Wednesday, November 24, 2010

So you think you’re above average? Seven out of ten people do . . .

Two thought-provoking nonfiction reads, guaranteed to provide you with lots of conversation starters if nothing else:

The Invisible Gorilla, and Other Ways Our Intuitions Deceive Us, by Christopher Chabris and Daniel Simons, shows us how our minds really work, and surprises us with how they don’t. Written for the layman, but scholarly and fully annotated, the book describes seven “illusions” that we operate under, and suggests how to see through them – in others and in ourselves. The “Lake Wobegon Effect” (“ . . . where . . . all the children are above average”) is an example of the “Illusion of Confidence,” which may be at least partly to blame for the 2008 economic meltdown. The authors have a great website and blog. Before you read the book, take the video test!

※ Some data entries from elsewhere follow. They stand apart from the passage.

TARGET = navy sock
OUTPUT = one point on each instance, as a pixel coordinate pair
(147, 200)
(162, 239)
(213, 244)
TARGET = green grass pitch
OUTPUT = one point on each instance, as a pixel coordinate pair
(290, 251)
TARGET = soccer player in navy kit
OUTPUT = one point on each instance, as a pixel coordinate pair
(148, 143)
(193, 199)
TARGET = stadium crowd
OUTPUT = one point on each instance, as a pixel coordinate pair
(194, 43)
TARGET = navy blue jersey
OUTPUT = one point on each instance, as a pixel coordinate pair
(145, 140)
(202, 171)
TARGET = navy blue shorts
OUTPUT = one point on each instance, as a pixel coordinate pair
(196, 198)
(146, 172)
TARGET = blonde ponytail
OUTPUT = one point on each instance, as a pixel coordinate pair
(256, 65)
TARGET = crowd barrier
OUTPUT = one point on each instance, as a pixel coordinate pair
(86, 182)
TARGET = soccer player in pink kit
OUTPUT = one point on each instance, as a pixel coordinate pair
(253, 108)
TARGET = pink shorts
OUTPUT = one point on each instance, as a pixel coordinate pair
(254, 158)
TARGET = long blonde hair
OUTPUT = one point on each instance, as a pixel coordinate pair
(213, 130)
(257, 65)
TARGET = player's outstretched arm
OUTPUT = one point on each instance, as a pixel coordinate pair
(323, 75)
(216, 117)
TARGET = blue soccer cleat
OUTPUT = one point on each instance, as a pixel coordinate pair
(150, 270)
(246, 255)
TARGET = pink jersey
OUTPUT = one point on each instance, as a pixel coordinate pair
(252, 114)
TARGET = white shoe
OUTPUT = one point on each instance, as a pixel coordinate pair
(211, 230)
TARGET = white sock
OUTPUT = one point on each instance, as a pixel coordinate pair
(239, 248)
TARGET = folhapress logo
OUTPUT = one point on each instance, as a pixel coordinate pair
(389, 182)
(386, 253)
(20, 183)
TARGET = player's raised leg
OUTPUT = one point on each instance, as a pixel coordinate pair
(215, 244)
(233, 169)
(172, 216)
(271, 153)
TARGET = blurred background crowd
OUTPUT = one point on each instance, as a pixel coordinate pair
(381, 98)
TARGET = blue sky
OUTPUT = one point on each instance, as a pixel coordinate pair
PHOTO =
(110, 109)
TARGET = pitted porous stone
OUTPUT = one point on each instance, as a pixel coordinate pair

And once you’re aware of our “illusions,” you’ll want to be alert to some of the ways others can take advantage of them, to our detriment. Proofiness, the Dark Arts of Mathematical Deception, by Charles Seife, is an eye-opening examination of how numbers can be used to deceive and manipulate us. Made-up numbers (like the one in the title of this entry) make even nonsense propositions sound true, and the more precise, the “proofier” they are. “Potemkin numbers,” “dis-estimation,” “fruit-packing,” “risk mismanagement,” and other “proofy” number-crunching may be undermining the very foundations of our democratic process.

These are just two of the titles I have recently added to what I call my “Bibliography of Human Fallibility,” books that have taught me that everything I think I know . . . I may not.